The university reflected the country, Jacobo said, twenty years ago those professors were probably progressives and readers, then because they had to work at other things and because of the environment they became mediocre and bourgeois, and there, sticky and tiny at the mouth of his stomach: the little worm. It was the students’ fault too, Aída said, they liked the system; and if everybody was to blame, was conforming the only thing left for us to do? Santiago asked, and Jacobo: the solution was university reform. A diminutive and acidy body in the underbrush of conversations, all of a sudden in the heat of the arguments, interfering, leading astray, distracting with flashes of melancholy or nostalgia.
Parallel
teaching chairs, cogovernment, popular universities, Jacobo said: everyone who was capable should come to teach, the students could get rid of bad professors, and since the people didn’t come to the university, the university should go to the people. Melancholy from those impossible dialogues alone with her that he yearned for, nostalgia for those strolls alone with her that he invented? But if the university was a reflection of the country San Marcos would never be in good shape as long as Peru was so badly off, Santiago said, and Aída if what was wanted was to cure the disease at its roots there shouldn’t be any talk of university reform but of revolution. But they were students and their field of action was the university, Jacobo said, by working for reform they would be
working
for the revolution: you had to go through stages and not be
pessimistic
.

“You were jealous of your friend,” Ambrosio says. “And jealousy is the worst kind of poison.”

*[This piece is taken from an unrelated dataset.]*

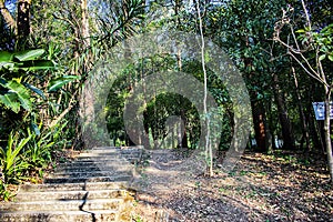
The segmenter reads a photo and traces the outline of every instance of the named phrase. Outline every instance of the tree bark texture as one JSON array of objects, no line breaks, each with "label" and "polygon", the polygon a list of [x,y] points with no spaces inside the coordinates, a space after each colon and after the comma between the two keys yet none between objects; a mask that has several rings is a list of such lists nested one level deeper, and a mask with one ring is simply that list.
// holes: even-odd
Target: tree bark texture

“Jacobo was probably going through the same thing I was,” Santiago says. “But we both kept it hidden.”

“He probably felt like getting rid of you with a magic look too so he could be alone with the girl.” Ambrosio laughs.

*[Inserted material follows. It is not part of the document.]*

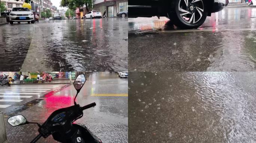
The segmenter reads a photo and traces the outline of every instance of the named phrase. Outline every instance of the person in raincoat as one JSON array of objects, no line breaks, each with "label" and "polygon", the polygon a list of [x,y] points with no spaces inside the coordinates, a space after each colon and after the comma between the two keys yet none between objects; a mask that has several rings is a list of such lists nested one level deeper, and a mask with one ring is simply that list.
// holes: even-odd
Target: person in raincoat
[{"label": "person in raincoat", "polygon": [[21,77],[19,78],[19,80],[20,82],[19,82],[19,83],[23,83],[23,80],[24,79],[24,78],[23,77],[23,75],[21,74]]}]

“He was my best friend,” Santiago says. “I hated him, but at the same time I loved and admired him.”

“You shouldn’t be such a skeptic,” Jacobo said. “That business of all or nothing is typically bourgeois.”

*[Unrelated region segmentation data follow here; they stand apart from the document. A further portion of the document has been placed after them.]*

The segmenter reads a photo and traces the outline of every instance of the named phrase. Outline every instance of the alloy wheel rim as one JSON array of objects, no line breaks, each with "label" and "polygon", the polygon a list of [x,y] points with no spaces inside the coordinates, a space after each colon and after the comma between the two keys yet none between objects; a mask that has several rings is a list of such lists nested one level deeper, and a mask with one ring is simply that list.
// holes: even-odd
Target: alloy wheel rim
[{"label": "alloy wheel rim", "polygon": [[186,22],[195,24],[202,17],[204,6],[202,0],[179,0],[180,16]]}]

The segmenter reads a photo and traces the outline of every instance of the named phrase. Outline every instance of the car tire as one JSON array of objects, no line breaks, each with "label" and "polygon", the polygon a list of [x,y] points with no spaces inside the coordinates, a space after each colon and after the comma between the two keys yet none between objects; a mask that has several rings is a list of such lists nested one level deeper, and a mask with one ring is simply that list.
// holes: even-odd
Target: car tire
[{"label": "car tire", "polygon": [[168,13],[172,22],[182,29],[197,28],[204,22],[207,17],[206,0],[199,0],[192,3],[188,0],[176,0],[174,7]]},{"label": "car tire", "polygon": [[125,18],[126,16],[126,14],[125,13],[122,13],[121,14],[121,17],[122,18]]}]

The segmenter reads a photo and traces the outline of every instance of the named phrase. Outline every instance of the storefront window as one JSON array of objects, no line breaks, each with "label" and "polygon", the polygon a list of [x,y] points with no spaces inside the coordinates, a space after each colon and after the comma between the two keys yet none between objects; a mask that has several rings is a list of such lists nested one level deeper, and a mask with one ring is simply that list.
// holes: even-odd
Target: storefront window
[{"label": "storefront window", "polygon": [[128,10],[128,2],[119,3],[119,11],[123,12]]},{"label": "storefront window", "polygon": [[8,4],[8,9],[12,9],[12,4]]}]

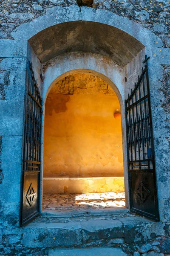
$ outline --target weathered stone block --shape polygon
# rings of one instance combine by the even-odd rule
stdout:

“I’m not a skeptic,” Santiago said. “But we talk and talk and here we are in the same place.”

“That’s right, up till now we haven’t gone beyond theory,” Aída said. “We ought to do something else besides talk.”

“We can’t do it alone,” Jacobo said. “First we have to make contact with the progressives at the university.”

“We’ve been there two months and we haven’t found a single one,” Santiago said. “I’m beginning to believe they don’t exist.”

“They have to be careful and it’s logical,” Jacobo said. “They’ll turn up sooner or later.”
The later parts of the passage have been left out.